Monday, January 23, 2012

The Eyre Affair

Book Review

The Eyre Affair by Jasper Fforde

I have never read Fforde before now. I didn't even know the author existed. But a friend recommended him to me.

This is the first book in a series of currently six books, with the promise of a seventh, all with the same protagonist, Thursday Next.

This also happens to be the author's first novel.

Since the writing of The Eyre Affair, he has written many more novels, several of which are parts of trilogies.

The Eyre Affair

The story is set clearly in England, but the history of the location is clearly different than the history you and I studied in school. Here, Scotland is a distinct country and relations between the two neighbors is not friendly and open.

The author makes liberal adjustments to all kinds of historical world affairs and literary allusions abound. This is fabulous if you are well versed in both history and literature. I can't quite say that I am. I couldn't tell if I was supposed to recognize that the portrayed history was different than our actual history or if I would recognize it as actual history. I just don't know history very well. Or classic literature all that well.

But I have read Jane Eyre and I strongly recommend reading this book only after you have read it too. The differences between what is in this story and the original will only be apparent to those who have read the original in its entirety.

Our protagonist is named Thursday Next and she is a member of Special Operations.
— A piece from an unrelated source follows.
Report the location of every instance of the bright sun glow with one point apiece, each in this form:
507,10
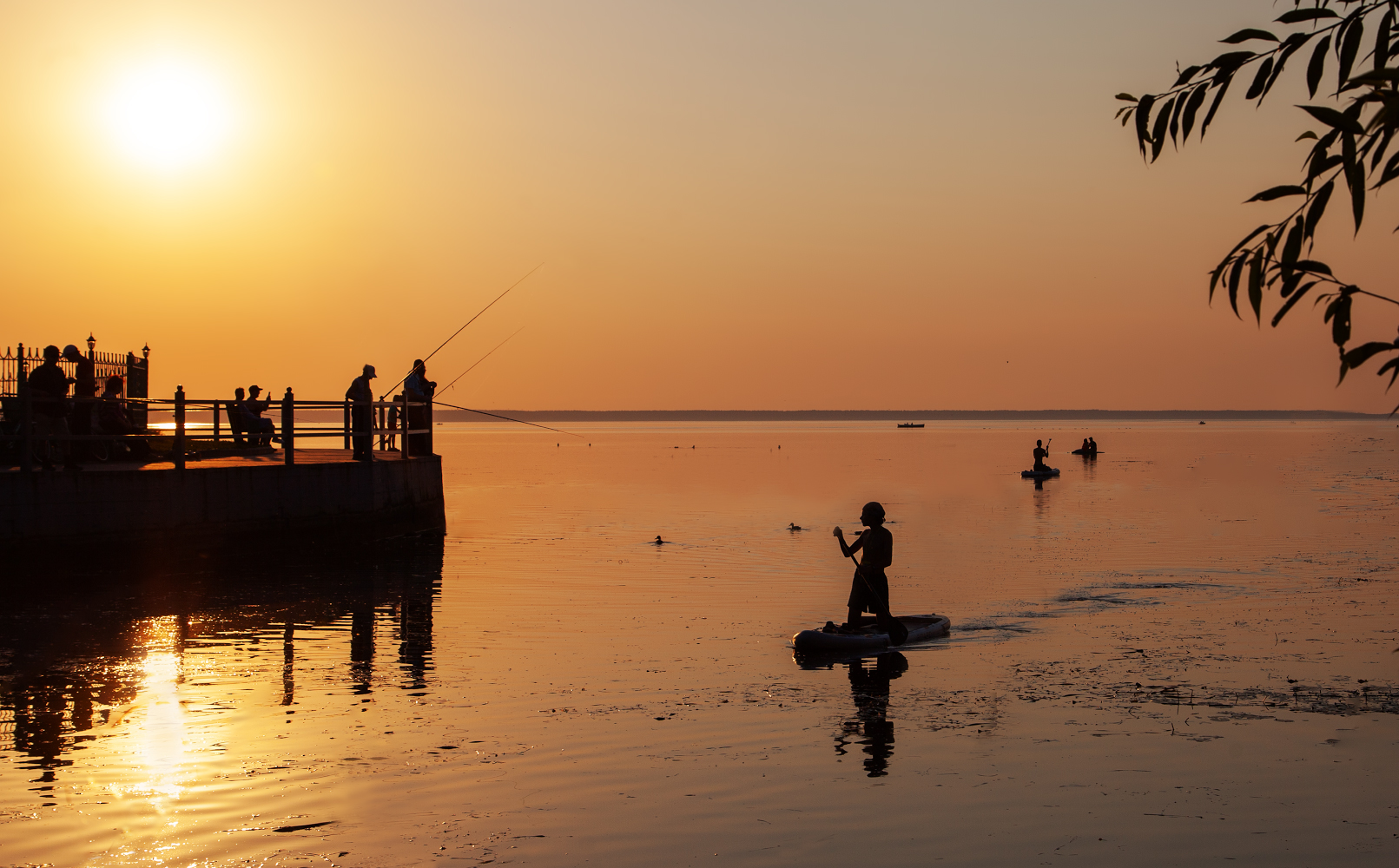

I'm still not sure what all SpecOps does, but lots of highly secretive or highly significant government operations, or both, are handled by this apparently government protection agency.

Not only is the history portrayed by this story different than our own, so is time. Time travel is quite present and intertwined in this story.

All of these variants from our reality make for an intriguing storyline. Actually, the storyline itself is rather unique. In general, time moves forward for us in a straight line, with the occasional flashback to tell some back story, but we are thrown all sorts of tangents to the plot. The back story comes to us it bits and pieces and in no apparent order. You might say this is one grand ride. But I won't.

I'm not a fan of disjointed flashbacks and random tangents to to the plot. But, in the end, it does come around full circle.

Still, this is not your average novel. It's more like inviting Jack Bauer (from the "24" television series) to jump into bit of science fiction, tossed with a bit of James Bond (shaken, not stirred), and folding in a bit of your college literature class.

Interesting to say the least.

If you are looking for something quite different, give this a try. You are likely to be surprised, in way or another.